Bu sorunun ortadan kalktığını hayal bile etmek istemezler.
İşin yoksa gündemi takip et, sanattan kültürden konuş, anlamadığıkları, bilmedikleri konular, zor, gerçekten çok zor.
• HER DAİM POZİTİF OLANLAR:
Bu gruptakilerin anahtar cümlesi “Bu defa bitti bu iş”tir. Genellikle son iki ayrıntıya kalınır. Kafalarında çoktan Maraşı yıkıp yeniden inşa etmeye başlamış, çözüm için gerekli finansmanı sağlamış ve yeni haritanın detaylarını anlatmaya başlamışlardır.
Defalarca yaşanmış hayal kırıklıkları karşısında da en büyük depresyonu bu ekip yaşamasına rağmen 15 günde kendilerine gelir ve yeni senaryolar üzerinde çalışmaya başlarlar.
• YILGINLAR/UMUTSUZLAR:
Ne yazık ki bu güne kadar hep de haklı çıkmışlardır. “Bir halt olmaaaz” ya da “Amerika isdemez ki olsun annaşma” klişe sözcükleridir. Olayı mangalla ilişkilendirenleri de bulunur. “Yak gardaccığım mangalı da kime neee?” gibi felsefik bir cümle karşısında da bir şey söyleyemez ki insan!
• BİTTİK MAHVOLDUKÇULAR:
En yaygaracı bunlardır; ya en güzel Rum mallarında otururlar ve karşılığı da yoktur veya düşük fiyata yüzlerce dönüm arazi kapatmışlardır. Çok üstlerine gidilirse yüzlerinde tikler oluşur, görüşmeler ciddiye girerse anti depresan kullanmaya başlarlar.
Yoğun gündemden dolayı, halen pek çoğu eczacı kuyruğundadır. Anlamlı olduğunu zannettikleri ağdalı cümlelerle bir çözümün ne kadar yıkım getireceğini anlatırken içlerinden “Malcıklarım da malcıklarım” diye ağlarlar.
• OKUMADAN EVET / OKUMADAN HAYIRCILAR:
Aralarında pek çok da siyasetçi bulunur, özellikle hayır cephesinde. Evetçiler “her daim pozitif olanlar” grubundan olabildikleri gibi “bundan fenası olabilemez” diyerek yarınki referanduma dünden evet demişlerdir.

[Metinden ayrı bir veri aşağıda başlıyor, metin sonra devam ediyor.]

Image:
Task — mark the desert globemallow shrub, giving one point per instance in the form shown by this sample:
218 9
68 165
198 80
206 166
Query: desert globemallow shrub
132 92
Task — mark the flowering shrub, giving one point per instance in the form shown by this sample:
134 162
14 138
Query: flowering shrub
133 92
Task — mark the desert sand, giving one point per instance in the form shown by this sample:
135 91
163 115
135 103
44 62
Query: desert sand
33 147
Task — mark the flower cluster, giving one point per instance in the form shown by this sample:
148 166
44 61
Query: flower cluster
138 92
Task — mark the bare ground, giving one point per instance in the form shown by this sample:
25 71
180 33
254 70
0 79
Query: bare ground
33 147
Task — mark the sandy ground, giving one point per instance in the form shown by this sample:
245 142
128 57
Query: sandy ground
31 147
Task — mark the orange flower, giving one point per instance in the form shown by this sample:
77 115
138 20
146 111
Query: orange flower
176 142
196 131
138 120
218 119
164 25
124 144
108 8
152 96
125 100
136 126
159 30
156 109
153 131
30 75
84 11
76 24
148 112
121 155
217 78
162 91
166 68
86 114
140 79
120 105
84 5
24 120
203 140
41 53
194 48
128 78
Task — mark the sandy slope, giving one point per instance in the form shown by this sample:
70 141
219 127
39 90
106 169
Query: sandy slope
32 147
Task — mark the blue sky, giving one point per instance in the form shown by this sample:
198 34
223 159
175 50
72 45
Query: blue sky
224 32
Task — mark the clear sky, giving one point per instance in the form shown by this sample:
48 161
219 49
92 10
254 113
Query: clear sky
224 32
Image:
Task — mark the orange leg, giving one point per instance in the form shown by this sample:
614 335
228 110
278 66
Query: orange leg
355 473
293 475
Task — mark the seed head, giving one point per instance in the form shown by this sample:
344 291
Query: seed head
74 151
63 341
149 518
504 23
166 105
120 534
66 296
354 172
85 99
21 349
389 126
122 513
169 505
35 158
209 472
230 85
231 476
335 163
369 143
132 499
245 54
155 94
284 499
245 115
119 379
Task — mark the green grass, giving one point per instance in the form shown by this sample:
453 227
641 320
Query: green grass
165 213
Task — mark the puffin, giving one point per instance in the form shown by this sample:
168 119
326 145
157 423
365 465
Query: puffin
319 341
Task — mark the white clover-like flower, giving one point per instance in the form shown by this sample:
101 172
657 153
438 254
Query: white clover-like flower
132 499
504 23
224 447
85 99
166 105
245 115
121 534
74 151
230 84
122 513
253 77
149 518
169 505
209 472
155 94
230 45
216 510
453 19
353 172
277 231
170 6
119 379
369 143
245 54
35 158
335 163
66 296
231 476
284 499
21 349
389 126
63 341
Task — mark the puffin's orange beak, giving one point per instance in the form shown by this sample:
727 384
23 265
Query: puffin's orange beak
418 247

Hayırcıların ise muhtelif gaileleri vardır. Başlıcaları, güneydekine karşı tutulan 8 kat mal, ganimet, avanta vs. vs.
***
Madem konu Kıbrıs meselesi, yazıyı bilindik fıkranın uyarlamasıyla bitirelim:
Biden, Putin, Tatar ve Hristodulis Tanrı’nın huzuruna çıkarlar. Hepsi tanrıya merak ettikleri bir konuyu soracak, o da onlara ne zaman gerçekleşeceğini söyleyecektir.
İlk önce Biden sorar:
“Amerika ne zaman her yönden tam olarak dünyanın hakimi olacak?” der.
Tanrı da:
“50 yıl sonra” der.
Biden iki gözü iki çeşme ağlamaya başlar:
“Vay ben göremeyeceğim, vay ben göremeyeceğim”
Putin sorar:
“Rusya ne zaman dünyanın hakimi olacak”?
Tanrı cevap verir:
– 150 yıl sonra.
Putin de başlar ağlamaya:
“Vay ben göremeyeceğim, vay ben göremeyeceğim”
Tatar ve Hristodulis birlikte sorarlar:
Kıbrıs meselesi ne zaman çözülecek?
Bu sefer Tanrı hüngür hüngür ağlamaya başlar:
“Vay ben göremeyeceğim, vay ben göremeyeceğim!”